6 thoughts on “Public health 'achievement': Accounting fraud in childhood lead poisoning prevention”

  1. “The ends justify the means.” – any libtard with a ’cause’

    All you have to look for are the Red Flag Words – estimated, about, probably, it is thought, latest opinion, our computer model shows, etc. These words are often buried in the report and do not appear in the executive summary which is all the LSM ever scans for headline fodder.

    The other big “science” scam is the Magic Zeros Effect. Whenever a scary report comes out, do a track back and see if it is a revised study. You’ll find out that the original data is not very disturbing, so they keep adding zeros until everyone runs around with the hair on fire screaming, “We’re all going to die!! (oh yeah, by the way, give me the money)”

  2. I guess I am the young pup here (class of 74), but we had all that when I was growing up as well. It was during my HS years they introduced unleaded (but we still bought the old stuff for our cars – who could afford a new car?). Seems we managed to make it to adulthood as well. A miracle!
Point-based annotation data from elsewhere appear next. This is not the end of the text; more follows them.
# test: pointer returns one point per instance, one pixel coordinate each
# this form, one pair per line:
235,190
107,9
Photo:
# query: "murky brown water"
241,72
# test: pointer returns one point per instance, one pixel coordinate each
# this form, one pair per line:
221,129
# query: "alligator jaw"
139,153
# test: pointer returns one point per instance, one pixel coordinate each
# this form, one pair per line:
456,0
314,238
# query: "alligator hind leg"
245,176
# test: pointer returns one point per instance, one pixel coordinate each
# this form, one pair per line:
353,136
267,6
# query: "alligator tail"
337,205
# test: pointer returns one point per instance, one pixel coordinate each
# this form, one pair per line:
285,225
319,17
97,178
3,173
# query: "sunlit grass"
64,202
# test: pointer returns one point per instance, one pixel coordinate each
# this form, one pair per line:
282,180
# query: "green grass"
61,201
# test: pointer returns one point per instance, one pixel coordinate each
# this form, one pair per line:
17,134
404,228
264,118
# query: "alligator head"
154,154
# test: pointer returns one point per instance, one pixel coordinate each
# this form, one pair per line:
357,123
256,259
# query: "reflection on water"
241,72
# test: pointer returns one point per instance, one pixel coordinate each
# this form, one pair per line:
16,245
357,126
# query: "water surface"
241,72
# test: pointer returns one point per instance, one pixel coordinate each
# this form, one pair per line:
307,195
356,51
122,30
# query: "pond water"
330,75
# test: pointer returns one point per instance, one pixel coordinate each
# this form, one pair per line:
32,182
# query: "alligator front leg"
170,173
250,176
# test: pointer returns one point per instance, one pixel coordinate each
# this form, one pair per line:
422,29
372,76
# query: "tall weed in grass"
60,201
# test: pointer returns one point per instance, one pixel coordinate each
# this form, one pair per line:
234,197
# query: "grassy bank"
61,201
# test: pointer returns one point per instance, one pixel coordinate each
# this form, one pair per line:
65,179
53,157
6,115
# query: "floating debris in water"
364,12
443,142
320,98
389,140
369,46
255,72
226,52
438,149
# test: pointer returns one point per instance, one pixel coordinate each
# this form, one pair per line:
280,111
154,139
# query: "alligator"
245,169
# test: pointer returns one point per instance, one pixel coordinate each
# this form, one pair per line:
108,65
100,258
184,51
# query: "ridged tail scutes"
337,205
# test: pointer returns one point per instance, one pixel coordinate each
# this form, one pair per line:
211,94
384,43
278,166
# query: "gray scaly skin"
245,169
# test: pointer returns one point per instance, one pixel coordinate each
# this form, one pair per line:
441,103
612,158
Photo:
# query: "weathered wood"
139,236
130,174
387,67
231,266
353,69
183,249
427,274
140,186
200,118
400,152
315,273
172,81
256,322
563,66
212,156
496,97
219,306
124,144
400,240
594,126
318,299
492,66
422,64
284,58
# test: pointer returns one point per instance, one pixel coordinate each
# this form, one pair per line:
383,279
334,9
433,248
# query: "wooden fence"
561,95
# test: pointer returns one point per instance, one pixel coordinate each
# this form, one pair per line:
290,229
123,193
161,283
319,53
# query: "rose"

  3. I’m a decade behind these guys (graduated HS in 1965). I was still in the leaded gasoline, mercury switch, lead paint and mercury amalgam pennies era. In Eastern North Carolina, we had routine DDT fog sprays for mosquito control. The kids in my neighborhood would run behind the truck in the fog. We had a couple of farms, so I was exposed to a wide range of 60’s pesticides and herbicides. In college research labs benzene was an excellent solvent for recrystallizations. I then worked in the chemical industry, where in-house mortality studies seem to indicate a longer life and lower incident of cancer than the general population.

    All this is largely anecdotal, but the fact remains that my generation is not yet dying like flies or residing in the terminal wards due to all this environmental exposure. I do, however, predict, an increasing lower survival rate for my generation due to multiple birthday syndrome (MBS).

  4. I have to agree with Dr. Rust, although I graduated from high school three years later than he did, my experiences were essentially the same. Nothing was more fascinating than those magic little balls of mercury that we were lucky enough to gather up from a broken thermometer.
    We also survived wrenching on cars as teenagers and cleaning up with “leaded” gasoline, riding bicycles with out helmets and the worst thing of all, riding in the back of the pick-up truck in the summertime! We were smarter and stronger than the kids of today.
    When I get e-mails from one of my Grand-sons, who is attending college at one of the University of California campuses on scholarships and grants won by brain power, it’ll start out like this..” hi grampa how r u “… and goes downhill from there, I just go nuts! However, in spite of it all, I’m still a proud “Grampa”!!

  5. I am a little older than most readers of this column. A graduate from high school in 1954, I , and my contemporary graduates from Pekin Community High School in Pekin, IL,could read, write, and do mathematics on a level equivalent with those who have two or more years of college today. The majority of the class of 1954 went out and worked instead of going to college.

    Most high school graduates of the past thirty years have gone to college and many are still deficient in reading, writing, and mathermatics. We are now on a path that a four-year college degree is inadequate to work today. Now you have to have a graduate degree to be educated.

    My contemporaries lived with lead-based paint in our houses, air polluted from tetraethyl lead in gasoline, and mercury available everywhere to play with via thermometers and other gadgets. Does anyone remember making 1944 zinc pennies by rubbing a copper penny with mercury in your hands?

    I think there is sufficient data available to prove environmental lead and possibly higher levels of mercury contamination enhanced brain activity.
    The staggering amount of money spent on removing these non-polluting pollutants has furthur burdened society by having to spend unbelievable amounts of money to have our young spend twenty or more years to aquire an education that only took twelve years fifty or more years ago.